Curriculum Vitae Summary
Glen O. Gabbard, M.D., is Brown Foundation Chair of Psychoanalysis and
Professor of Psychiatry at Baylor College of Medicine in Houston, Texas.
He is also a training and supervising analyst at the Houston/Galveston
Psychoanalytic Institute. He is Director of the Baylor Psychiatry Clinic
and Director
of Psychotherapy Education in the Department of Psychiatry at Baylor. He
is Past-President of the American College of Psychiatrists.
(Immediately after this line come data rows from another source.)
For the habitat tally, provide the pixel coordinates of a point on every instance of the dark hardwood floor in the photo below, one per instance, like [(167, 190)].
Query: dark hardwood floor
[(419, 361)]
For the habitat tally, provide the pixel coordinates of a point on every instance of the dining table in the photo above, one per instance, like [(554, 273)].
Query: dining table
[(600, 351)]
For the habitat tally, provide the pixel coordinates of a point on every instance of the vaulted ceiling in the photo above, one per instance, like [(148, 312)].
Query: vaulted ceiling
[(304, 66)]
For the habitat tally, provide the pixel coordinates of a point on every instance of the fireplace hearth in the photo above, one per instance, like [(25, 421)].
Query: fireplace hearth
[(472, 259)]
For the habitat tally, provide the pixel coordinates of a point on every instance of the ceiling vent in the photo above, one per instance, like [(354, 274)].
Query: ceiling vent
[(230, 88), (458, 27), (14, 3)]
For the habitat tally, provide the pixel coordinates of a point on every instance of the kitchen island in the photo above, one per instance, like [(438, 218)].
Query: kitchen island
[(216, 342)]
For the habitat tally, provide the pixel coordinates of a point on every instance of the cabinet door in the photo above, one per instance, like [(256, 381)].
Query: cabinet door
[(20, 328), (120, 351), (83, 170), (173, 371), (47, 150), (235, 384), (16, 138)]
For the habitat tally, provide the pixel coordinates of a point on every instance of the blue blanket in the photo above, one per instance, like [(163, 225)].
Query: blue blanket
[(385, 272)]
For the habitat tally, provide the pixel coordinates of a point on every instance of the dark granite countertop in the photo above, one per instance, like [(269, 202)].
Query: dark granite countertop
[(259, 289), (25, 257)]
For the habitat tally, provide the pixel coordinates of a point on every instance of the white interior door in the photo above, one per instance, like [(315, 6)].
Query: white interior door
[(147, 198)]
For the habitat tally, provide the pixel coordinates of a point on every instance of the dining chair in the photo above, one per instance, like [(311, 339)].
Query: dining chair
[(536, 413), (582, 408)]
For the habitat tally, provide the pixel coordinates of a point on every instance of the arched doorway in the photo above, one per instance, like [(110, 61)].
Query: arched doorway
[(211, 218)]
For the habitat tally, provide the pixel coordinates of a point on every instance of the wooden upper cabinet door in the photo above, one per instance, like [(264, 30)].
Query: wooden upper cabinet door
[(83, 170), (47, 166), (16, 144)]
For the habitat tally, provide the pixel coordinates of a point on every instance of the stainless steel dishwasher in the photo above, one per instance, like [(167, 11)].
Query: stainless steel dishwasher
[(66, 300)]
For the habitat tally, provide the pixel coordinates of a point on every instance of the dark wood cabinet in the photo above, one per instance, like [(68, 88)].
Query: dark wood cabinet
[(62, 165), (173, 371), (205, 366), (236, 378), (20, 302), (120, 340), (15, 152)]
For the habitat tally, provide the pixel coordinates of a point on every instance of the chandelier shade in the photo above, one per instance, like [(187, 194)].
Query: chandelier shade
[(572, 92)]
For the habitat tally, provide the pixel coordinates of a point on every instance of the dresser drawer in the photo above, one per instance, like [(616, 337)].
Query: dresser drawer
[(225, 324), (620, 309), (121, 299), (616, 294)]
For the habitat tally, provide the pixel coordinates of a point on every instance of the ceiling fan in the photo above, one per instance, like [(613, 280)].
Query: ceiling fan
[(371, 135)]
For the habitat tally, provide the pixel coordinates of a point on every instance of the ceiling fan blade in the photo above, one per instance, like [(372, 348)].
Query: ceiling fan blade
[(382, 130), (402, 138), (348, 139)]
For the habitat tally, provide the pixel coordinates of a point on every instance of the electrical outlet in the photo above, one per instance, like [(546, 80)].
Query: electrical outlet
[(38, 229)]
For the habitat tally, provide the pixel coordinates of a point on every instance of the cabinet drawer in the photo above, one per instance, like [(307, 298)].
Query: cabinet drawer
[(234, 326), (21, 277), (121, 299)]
Dr. Gabbard is the former Joint Editor-in-Chief of the International
Journal of Psychoanalysis. He is also an Associate Editor of the American
Journal of Psychiatry. He has published over 280 papers and book chapters, and
he is the author or editor of 22 books. Among his books are Psychodynamic
Psychiatry in Clinical Practice: Fourth Edition, an all-time best-seller
at American Psychiatric Press, Long-Term Psychodynamic
Psychotherapy: A Basic Text, Boundaries and Boundary
Violations in Psychoanalysis, Sexual
Exploitation in Professional Relationships, Love and Hate in the Analytic
Setting,
Management of Countertransference with Borderline
Patients, Gabbard's Treatments
of Psychiatric Disorders: Fourth Edition, Psychiatry
and the Cinema, and
The Psychology of the Sopranos.
Before Dr. Gabbard moved to Baylor in 2001, he had worked at the Menninger
Clinic for 26 years. He served as Director of the Menninger Hospital from
1989-1994 and was the Bessie Walker Calloway Distinguished Professor of
Psychoanalysis and Education in the Karl Menninger School of Psychiatry
from
1994-2001. He was also the Director of the Topeka Institute for Psychoanalysis
from 1996-2001. While there he founded the Professionals in Crisis Program
and conducted many evaluations of professionals with impairment, boundary
violations and personality disorders. He continues to conduct these
outpatient evaluations at the Baylor Psychiatry Clinic. These are three-day
multidisciplinary assessments involved 2 or 3 psychiatrists, extensive
psychological testing conducted by two psychologists, and social work evaluation
of the family. He specializes in professionals and severe personality
disorders.
Dr. Gabbard has won many awards, including the 2004 Adolf Meyer Award
of the American Psychiatric Association, the 2002 Distinguished Service
Award of the same organization, the 2000 Mary Sigourney Award for outstanding
contributions to psychoanalysis, the 1997 Burlingame Award of the Institute
of
Living, and the 1994 Edward Strecker Award of the Institute of the Pennsylvania
Hospital.
He lectures widely in Europe, South American, Australia, and North America.